For an MP, there are several primary resource streams which can be utilized for this purpose:
– Funds under existing schemes across different sectors such as health, education, skill development, livelihood etc
– MPLAD funds (Rs 5 crore per year) could be utilized for the construction of high quality, sustainable assets such as
school buildings, hospitals, Anganwadi Centres and school kitchens for Mid-Day meals.
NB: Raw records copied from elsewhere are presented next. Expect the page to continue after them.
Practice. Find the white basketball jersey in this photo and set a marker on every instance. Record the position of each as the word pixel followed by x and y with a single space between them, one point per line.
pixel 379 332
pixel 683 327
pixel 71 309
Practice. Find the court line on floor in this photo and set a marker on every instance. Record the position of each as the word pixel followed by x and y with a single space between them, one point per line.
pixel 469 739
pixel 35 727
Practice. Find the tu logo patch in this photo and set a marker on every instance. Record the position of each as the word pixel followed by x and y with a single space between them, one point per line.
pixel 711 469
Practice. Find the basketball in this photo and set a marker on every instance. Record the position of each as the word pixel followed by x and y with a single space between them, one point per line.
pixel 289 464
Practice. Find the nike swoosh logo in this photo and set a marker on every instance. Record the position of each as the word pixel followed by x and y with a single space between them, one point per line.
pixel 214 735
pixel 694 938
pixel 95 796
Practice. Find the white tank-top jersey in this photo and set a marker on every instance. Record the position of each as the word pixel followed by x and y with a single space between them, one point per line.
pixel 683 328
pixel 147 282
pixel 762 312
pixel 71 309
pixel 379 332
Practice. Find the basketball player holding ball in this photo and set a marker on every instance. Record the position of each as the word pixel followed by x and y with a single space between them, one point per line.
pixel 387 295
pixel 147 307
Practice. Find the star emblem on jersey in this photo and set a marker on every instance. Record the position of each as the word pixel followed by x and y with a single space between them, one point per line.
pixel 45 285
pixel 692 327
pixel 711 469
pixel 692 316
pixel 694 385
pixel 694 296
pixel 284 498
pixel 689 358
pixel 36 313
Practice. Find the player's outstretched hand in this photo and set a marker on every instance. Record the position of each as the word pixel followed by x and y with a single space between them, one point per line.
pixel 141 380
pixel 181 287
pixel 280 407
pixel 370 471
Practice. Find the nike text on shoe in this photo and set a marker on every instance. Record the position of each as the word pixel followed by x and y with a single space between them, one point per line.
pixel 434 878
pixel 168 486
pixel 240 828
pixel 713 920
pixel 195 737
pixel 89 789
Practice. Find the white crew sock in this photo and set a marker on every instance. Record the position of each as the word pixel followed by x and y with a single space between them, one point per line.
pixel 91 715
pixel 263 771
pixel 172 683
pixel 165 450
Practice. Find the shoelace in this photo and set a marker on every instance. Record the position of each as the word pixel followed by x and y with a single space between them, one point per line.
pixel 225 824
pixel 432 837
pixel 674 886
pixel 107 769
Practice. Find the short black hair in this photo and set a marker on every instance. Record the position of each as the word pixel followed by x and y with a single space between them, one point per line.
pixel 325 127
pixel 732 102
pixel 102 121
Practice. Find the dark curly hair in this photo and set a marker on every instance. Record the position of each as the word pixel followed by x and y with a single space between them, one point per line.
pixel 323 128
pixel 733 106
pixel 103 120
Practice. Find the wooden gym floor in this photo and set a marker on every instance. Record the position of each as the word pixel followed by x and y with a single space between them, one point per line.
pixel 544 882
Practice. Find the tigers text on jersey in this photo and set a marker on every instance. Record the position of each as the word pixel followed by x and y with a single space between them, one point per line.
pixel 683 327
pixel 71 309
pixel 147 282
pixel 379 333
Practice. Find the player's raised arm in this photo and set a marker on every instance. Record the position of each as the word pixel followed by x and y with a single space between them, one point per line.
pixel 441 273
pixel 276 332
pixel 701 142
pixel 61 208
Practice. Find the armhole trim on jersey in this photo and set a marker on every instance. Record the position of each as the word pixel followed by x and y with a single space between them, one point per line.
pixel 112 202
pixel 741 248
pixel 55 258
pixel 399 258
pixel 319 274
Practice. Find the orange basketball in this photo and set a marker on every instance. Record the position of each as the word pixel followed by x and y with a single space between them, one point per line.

Funds could also be
channelized into road construction, and the construction of toilets in schools and homes, particularly for girls.
– CSR funds, of which a much larger corpus is available after the latest amendment to the Companies Act, could also
be used for the purpose of infrastructure development in the constituency.
– Self-help groups, who are eligible for subsidized loans under various Central and State government initiatives
– Gram Panchayats could also raise loans, if legally permitted to do so under the State Panchayati Raj Acts like in the
case of Kerala.
5. Choosing a village for adoption
As per the latest Census, there are more than 640,000 villages in India, and more than 2.5 lakh Gram Panchayats (GPs).
In other words, every Lok Sabha constituency has more than 450 such Panchayats on an average. Among these,
choosing one (or 2-3) GP for the purpose of adoption is also an important decision to be made. According to the latest
guidelines, the MP may choose any Gram Panchayat with a population of 3000-5000 people in plain areas, and 1000-
3000 in hilly, tribal and difficult areas. However, as the PM has observed,
1. Strong Panchayats in terms of finances, functions and functionaries – The village Panchayat will have a
pivotal role to play in any village development project. The financial and functional strength of a Panchayat will be extremely useful in preparing village plans, mobilizing community opinion in favour of a particular initiative, and implementing the initiative in a transparent and time-bound manner.
2. Proximity to an urban centre – Choosing a village close to an urban centre might facilitate access to physical and financial resources, and also help in establishing better connectivity between the village and the urban town. Such a village could also become an extension of the urban centre, and have facilities which could virtually be at par with the urban centre. This would be very similar to the “Rurban” approach announced in the latest Union Budget, which aims to provide city-like facilities in rural areas close to existing cities.
3. Potential for piloting new technologies – Since technology would be at the core of the model village concept, the village must offer avenues for experimenting with such technology. Some examples of such technologies could be the use of solar power for irrigation and domestic lighting, and agricultural innovations based on soil suitability and climate.
4. Diverse population groups – The real success of such an initiative can be demonstrated if the lives of large and diverse sections of the population can be positively impacted by it. Rather than focusing on any particular religious or caste group, the model village must aim towards the uplift of all sections of the population in the village. However, it is important that special attention is paid to vulnerable groups such as young children, women and the BPL population.